Human eeg responses to exact and statistical fractal patterns.
Paper i proceeding, 2012
Attention Restoration Theory point to nature as a particularly good candidate for restoring the ability to focus and inhibit distractions. However, little effort has been directed to elaborating on what makes nature's visual pattern unique for restoration purposes. One suggested explanation is the fractal properties of natural patterns (Hagerhall, 2005). Both perception studies (Hagerhall et al., 2004) and studies using quantitative electroencephalography, qEEG (Hagerhall et al., 2008) have pointed to that visual patterns with mid fractal dimension, D, seem to be the most relaxing and preferred. However, it has so far not been investigated if these responses are being driven by fractal geometry in general or by the specific form of fractal geometry found in nature. In natural scenery it is so called statistical fractals that are common because of nature's integration of randomness with the underlying fractal scaling properties.

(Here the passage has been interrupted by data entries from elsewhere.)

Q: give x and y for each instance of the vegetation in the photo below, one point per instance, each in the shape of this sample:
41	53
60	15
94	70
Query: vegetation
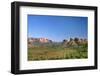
55	51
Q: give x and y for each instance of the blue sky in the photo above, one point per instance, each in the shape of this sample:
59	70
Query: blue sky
57	28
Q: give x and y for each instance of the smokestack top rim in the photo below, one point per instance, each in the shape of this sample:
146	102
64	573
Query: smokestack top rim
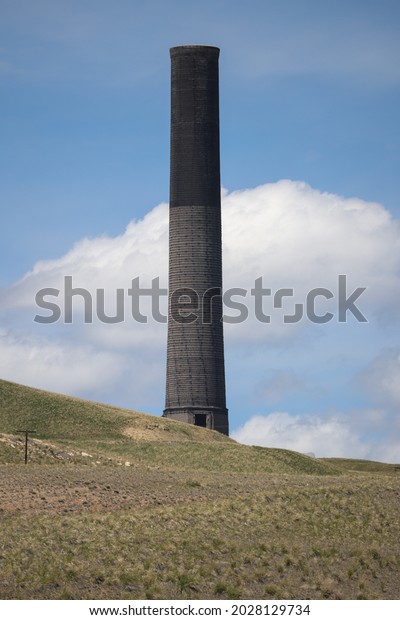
208	50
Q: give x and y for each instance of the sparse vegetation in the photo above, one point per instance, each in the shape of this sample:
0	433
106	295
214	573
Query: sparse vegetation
133	518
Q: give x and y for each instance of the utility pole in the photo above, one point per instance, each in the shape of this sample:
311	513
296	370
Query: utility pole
26	431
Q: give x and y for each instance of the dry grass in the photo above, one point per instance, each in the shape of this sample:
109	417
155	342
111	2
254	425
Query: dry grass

A natural fractal hence looks different from an artificial exact fractal (where the patterns repeating are identical at all scales), even if the two patterns have the same D value. We have here conducted the first study in which we consider both types of fractals and morph one type into the other.qEEG was recorded from 35 subjects viewing 9 images, combining 3 fractal dimensions and 3 levels of randomness. Each image was shown for 60 seconds, interspaced by 30 seconds of a neutral grey image. The data was mainly treated by analysis of variance (repeated measures design), including both within-group (fractal dimension, level of randomness) and between-group (order) variances. Bonferroni correction was carried out and the significance level set to p<.005. The study confirmed our hypotheses in that it showed that alpha power (an indicator of a wakefully relaxed state and internalized attention) was largest for fractals found in nature, i.e. fractals incorporating high randomness and mid to low fractal dimension. Statistically a majority of the results were tendencies (with p_.05) but the reaction patterns showed consistencies which point to that human response to the patterns, and the parameters randomness and fractal dimension, have some fundamental base. The results must be considered as preliminary, but encouraging given the relative visual simplicity of the patterns.